With this background in mind, Ghodsizadeh and coworkers generated and characterized liver disease-specific iPSCs [3]. In particular, iPSCs were generated from human dermal fibroblasts of patients affected by tyrosinemia, glycogen storage disease, progressive familiar cholestasis and Crigler–Najjar syndrome. All these disorders share two main features: they are hereditary conditions and progressively lead to liver failure. In most cases, replacement of the defective gene in patient-derived iPSCs could be curative.

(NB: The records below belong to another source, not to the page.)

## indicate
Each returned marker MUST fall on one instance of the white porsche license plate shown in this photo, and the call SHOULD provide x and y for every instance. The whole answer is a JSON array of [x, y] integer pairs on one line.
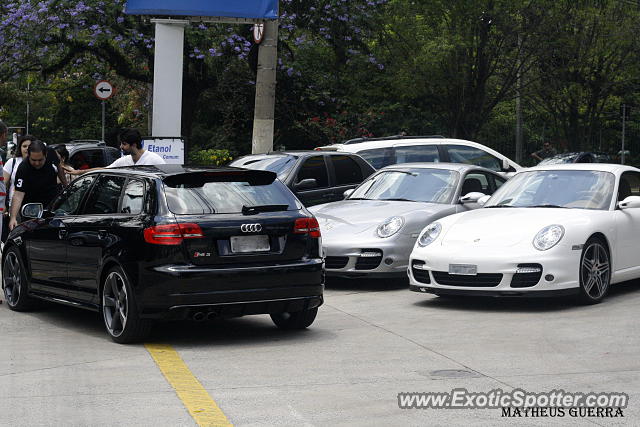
[[245, 244], [463, 269]]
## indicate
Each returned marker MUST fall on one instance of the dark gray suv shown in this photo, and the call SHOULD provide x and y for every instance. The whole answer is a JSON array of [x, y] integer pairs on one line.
[[315, 177]]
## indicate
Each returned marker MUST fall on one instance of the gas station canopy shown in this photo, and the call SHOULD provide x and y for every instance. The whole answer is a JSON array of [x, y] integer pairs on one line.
[[249, 9]]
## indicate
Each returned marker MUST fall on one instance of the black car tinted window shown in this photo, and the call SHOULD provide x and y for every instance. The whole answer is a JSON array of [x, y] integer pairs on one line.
[[105, 195], [112, 154], [69, 201], [346, 169], [133, 197], [314, 167], [223, 197], [87, 159], [275, 163]]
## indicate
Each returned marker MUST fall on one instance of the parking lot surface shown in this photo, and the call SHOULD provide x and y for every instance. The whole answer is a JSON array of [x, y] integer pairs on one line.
[[371, 341]]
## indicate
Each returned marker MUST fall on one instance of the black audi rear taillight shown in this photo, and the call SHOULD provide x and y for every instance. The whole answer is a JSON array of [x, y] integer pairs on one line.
[[308, 226], [172, 234]]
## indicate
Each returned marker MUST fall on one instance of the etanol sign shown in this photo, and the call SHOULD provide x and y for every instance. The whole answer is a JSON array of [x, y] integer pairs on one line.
[[170, 149]]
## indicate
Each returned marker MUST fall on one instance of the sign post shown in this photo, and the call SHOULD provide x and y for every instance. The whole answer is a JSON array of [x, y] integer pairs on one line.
[[103, 90]]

Using a previously described technique [4], the authors generated iPSCs introducing Oct4, Sox2, c-Myc and Klf4 genes in differentiated skin cells. This was sufficient to generate clones that morphologically resembled human ESCs. The iPSCs expressed high levels of Oct4 and Nanog, which are silenced by DNA methylation in differentiated cells [5]. This phenomenon was coupled to gene-specific promoter demethylation. In addition, iPSCs could be directed to differentiate into hepatocyte-like cells, secreting albumin, urea and other liver-specific factors. Phenobarbital was able to induce cytochrome P450 expression in these cells. Thus, hepatocyte-like cells derived form iPSCs seem to be metabolically active.

In the future, these promising results should challenge both the biologist and the clinician. The first should test iPSCs as a disease model; the latter should identify effective therapeutic protocols.